Some examples are available in https://github.com/VicentePerezSoloviev/EDAspy/tree/master/notebooks

## Getting started

We provide a detailed installation guide for EDAspy in https://edaspy.readthedocs.io/en/latest/installation.html

Please refer to the installation discussion (https://github.com/VicentePerezSoloviev/EDAspy/discussions/18) section to discuss further issues with the developer community.

## Testing

The library contains tests that can be executed using pytest. Install it using pip:

```
pip install pytest
```

Run the tests with:

```
pytest
```

## Bibliography

[1] Larrañaga, P., & Lozano, J. A. (Eds.). (2001). Estimation of distribution algorithms: A new tool for evolutionary computation (Vol. 2). Springer Science & Business Media.

[2] Mühlenbein, H., & Paass, G. (1996). From recombination of genes to the estimation of distributions I. Binary parameters. In Parallel Problem Solving from Nature—PPSN IV: International Conference on Evolutionary Computation—The 4th International Conference on Parallel Problem Solving from Nature Berlin, Germany, September 22–26, 1996 Proceedings 4 (pp. 178-187). Springer Berlin Heidelberg.

[3] Mühlenbein, H., Bendisch, J., & Voigt, H. M. (1996). From recombination of genes to the estimation of distributions II. Continuous parameters. In Parallel Problem Solving from Nature—PPSN IV: International Conference on Evolutionary Computation—The 4th International Conference on Parallel Problem Solving from Nature Berlin, Germany, September 22–26, 1996 Proceedings 4 (pp. 188-197). Springer Berlin Heidelberg.
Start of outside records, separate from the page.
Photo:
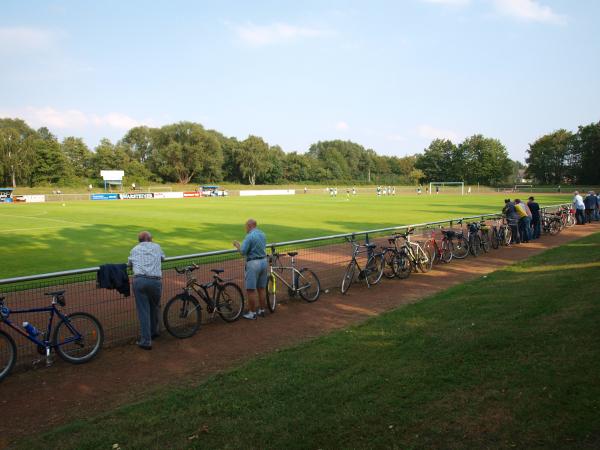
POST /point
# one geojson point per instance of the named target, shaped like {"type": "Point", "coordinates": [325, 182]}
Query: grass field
{"type": "Point", "coordinates": [507, 360]}
{"type": "Point", "coordinates": [48, 237]}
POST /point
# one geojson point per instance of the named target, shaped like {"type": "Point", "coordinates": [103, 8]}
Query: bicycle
{"type": "Point", "coordinates": [371, 273]}
{"type": "Point", "coordinates": [433, 250]}
{"type": "Point", "coordinates": [551, 223]}
{"type": "Point", "coordinates": [304, 281]}
{"type": "Point", "coordinates": [182, 314]}
{"type": "Point", "coordinates": [415, 253]}
{"type": "Point", "coordinates": [461, 249]}
{"type": "Point", "coordinates": [77, 338]}
{"type": "Point", "coordinates": [484, 236]}
{"type": "Point", "coordinates": [395, 261]}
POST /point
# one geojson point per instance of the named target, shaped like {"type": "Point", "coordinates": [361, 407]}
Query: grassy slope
{"type": "Point", "coordinates": [47, 237]}
{"type": "Point", "coordinates": [509, 360]}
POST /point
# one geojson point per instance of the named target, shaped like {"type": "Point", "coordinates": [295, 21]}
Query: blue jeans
{"type": "Point", "coordinates": [536, 225]}
{"type": "Point", "coordinates": [147, 301]}
{"type": "Point", "coordinates": [525, 228]}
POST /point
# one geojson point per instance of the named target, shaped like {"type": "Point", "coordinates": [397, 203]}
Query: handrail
{"type": "Point", "coordinates": [85, 270]}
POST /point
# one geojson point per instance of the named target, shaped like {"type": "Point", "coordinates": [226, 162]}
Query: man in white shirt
{"type": "Point", "coordinates": [145, 259]}
{"type": "Point", "coordinates": [579, 208]}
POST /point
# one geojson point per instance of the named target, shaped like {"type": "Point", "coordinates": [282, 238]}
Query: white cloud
{"type": "Point", "coordinates": [26, 39]}
{"type": "Point", "coordinates": [396, 138]}
{"type": "Point", "coordinates": [259, 35]}
{"type": "Point", "coordinates": [429, 132]}
{"type": "Point", "coordinates": [342, 126]}
{"type": "Point", "coordinates": [529, 10]}
{"type": "Point", "coordinates": [449, 2]}
{"type": "Point", "coordinates": [72, 119]}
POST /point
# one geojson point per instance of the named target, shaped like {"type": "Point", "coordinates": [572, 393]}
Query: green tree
{"type": "Point", "coordinates": [253, 158]}
{"type": "Point", "coordinates": [78, 156]}
{"type": "Point", "coordinates": [16, 150]}
{"type": "Point", "coordinates": [416, 176]}
{"type": "Point", "coordinates": [487, 160]}
{"type": "Point", "coordinates": [437, 160]}
{"type": "Point", "coordinates": [49, 164]}
{"type": "Point", "coordinates": [548, 158]}
{"type": "Point", "coordinates": [184, 151]}
{"type": "Point", "coordinates": [585, 154]}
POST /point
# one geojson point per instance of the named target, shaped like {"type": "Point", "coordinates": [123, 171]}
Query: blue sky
{"type": "Point", "coordinates": [391, 75]}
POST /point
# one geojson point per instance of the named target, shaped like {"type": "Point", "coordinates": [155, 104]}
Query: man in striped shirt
{"type": "Point", "coordinates": [145, 260]}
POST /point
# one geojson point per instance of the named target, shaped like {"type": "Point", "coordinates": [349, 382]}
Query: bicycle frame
{"type": "Point", "coordinates": [53, 310]}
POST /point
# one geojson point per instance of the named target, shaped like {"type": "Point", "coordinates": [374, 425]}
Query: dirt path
{"type": "Point", "coordinates": [40, 399]}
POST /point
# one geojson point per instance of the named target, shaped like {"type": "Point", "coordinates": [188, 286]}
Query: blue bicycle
{"type": "Point", "coordinates": [77, 338]}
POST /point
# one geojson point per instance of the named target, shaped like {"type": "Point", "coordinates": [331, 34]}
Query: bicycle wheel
{"type": "Point", "coordinates": [474, 245]}
{"type": "Point", "coordinates": [8, 354]}
{"type": "Point", "coordinates": [308, 285]}
{"type": "Point", "coordinates": [495, 239]}
{"type": "Point", "coordinates": [485, 241]}
{"type": "Point", "coordinates": [182, 316]}
{"type": "Point", "coordinates": [430, 251]}
{"type": "Point", "coordinates": [348, 276]}
{"type": "Point", "coordinates": [78, 338]}
{"type": "Point", "coordinates": [446, 250]}
{"type": "Point", "coordinates": [389, 260]}
{"type": "Point", "coordinates": [230, 302]}
{"type": "Point", "coordinates": [374, 269]}
{"type": "Point", "coordinates": [272, 293]}
{"type": "Point", "coordinates": [403, 266]}
{"type": "Point", "coordinates": [461, 249]}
[4] Luo, N., & Qian, F. (2009, August). Evolutionary algorithm using kernel density estimation model in continuous domain. In 2009 7th Asian Control Conference (pp. 1526-1531). IEEE.

[5] Larranaga, P. (2000). Optimization in continuous domains by learning and simulation of Gaussian networks. In Proc. of the 2000 Genetic and Evolutionary Computation Conference Workshop Program.

[6] Soloviev, V. P., Larrañaga, P., & Bielza, C. (2022). Estimation of distribution algorithms using Gaussian Bayesian networks to solve industrial optimization problems constrained by environment variables. Journal of Combinatorial Optimization, 44(2), 1077-1098.

[7] Soloviev, Vicente P.& Bielza, Concha & Larrañaga, Pedro (2023). Semiparametric Estimation of Distribution Algorithms for continuous optimization. IEEE Transactions on Evolutionary Computation.

[8] Martin Pelikan, David E. Goldberg, and Erick Cantú-Paz (1999). BOA: the Bayesian optimization algorithm. In Proc. of the Genetic and Evolutionary Computation Congress (pp. 525–532).

[9] Sebag, M., & Ducoulombier, A. (1998, September). Extending population-based incremental learning to continuous search spaces. In International Conference on Parallel Problem Solving from Nature (pp. 418-427). Springer.